Worried about online privacy? Here are tips to avoid leaving tracks around the Internet
Digital privacy means different things to different people, whether it’s private messaging or third-party trackers. Here are a few ways to make you feel a bit more empowered or safer.
Google and Facebook collect information about us and then sell that data to advertisers. Websites deposit invisible “cookies” onto our computers and then record where we go online. Even our own government has been known to track us.
When it comes to digital privacy, it’s easy to feel hopeless. We’re mere mortals! We’re minuscule molecules in their machines! What power do we possibly have to fight back?

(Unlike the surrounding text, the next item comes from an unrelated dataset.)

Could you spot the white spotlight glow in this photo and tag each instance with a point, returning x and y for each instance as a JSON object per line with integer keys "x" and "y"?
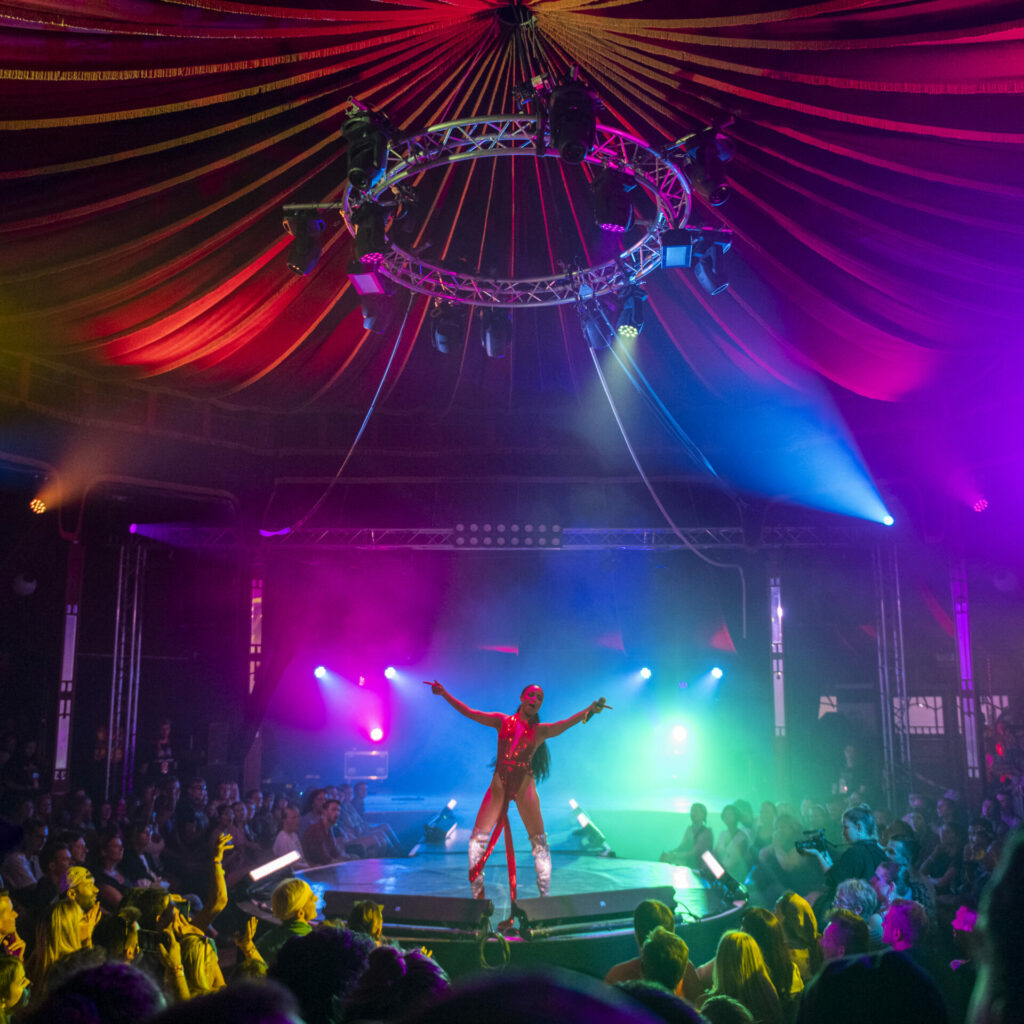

That was the question I once posed to my readers. Many responded with valuable but frequently repeated suggestions, such as using a programme that memorises your passwords, and making every password different; installing an ad blocker in your web browser; reading up on the latest Internet scams; and if you must use Facebook, visiting its Privacy Settings page and limiting its freedom to target ads to you.
What I sought, though, were non-obvious ideas.
It turns out that “digital privacy” means different things to different people.
“Everyone has different concerns,” wrote Jamie Winterton, a cybersecurity researcher at Arizona State University. “Are you worried about private messaging? Government surveillance? Third-party trackers on the web?” Addressing each of these concerns, she noted, requires different tools and techniques.
“The number one thing that people can do is to stop using Google,” wrote privacy consultant Bob Gellman. “If you use Gmail and use Google to search the web, Google know more about you than any other institution. And that goes double if you use other Google services like Google Maps, Waze, Google Docs, etc.”
Like many other readers, he recommended DuckDuckGo, a rival web search engine. Its search results often aren’t as useful as Google’s, but it’s advertised not to track you or your searches.
And if you don’t use Gmail for email, what should you use? “I am a huge advocate for paying for your email account,” wrote Russian journalist Yuri Litvinenko. “It’s not about turning off ads, but giving your email providers as little incentive to peek into your inbox as possible.” ProtonMail, for example, costs US$4 (S$5.50) a month and offers a host of privacy features, including anonymous sign-up and end-to-end encryption.
The ads you see online are based on the sites, searches, or and Facebook posts that get your interest. Some rebels therefore throw a wrench into the machinery – by demonstrating phony interests.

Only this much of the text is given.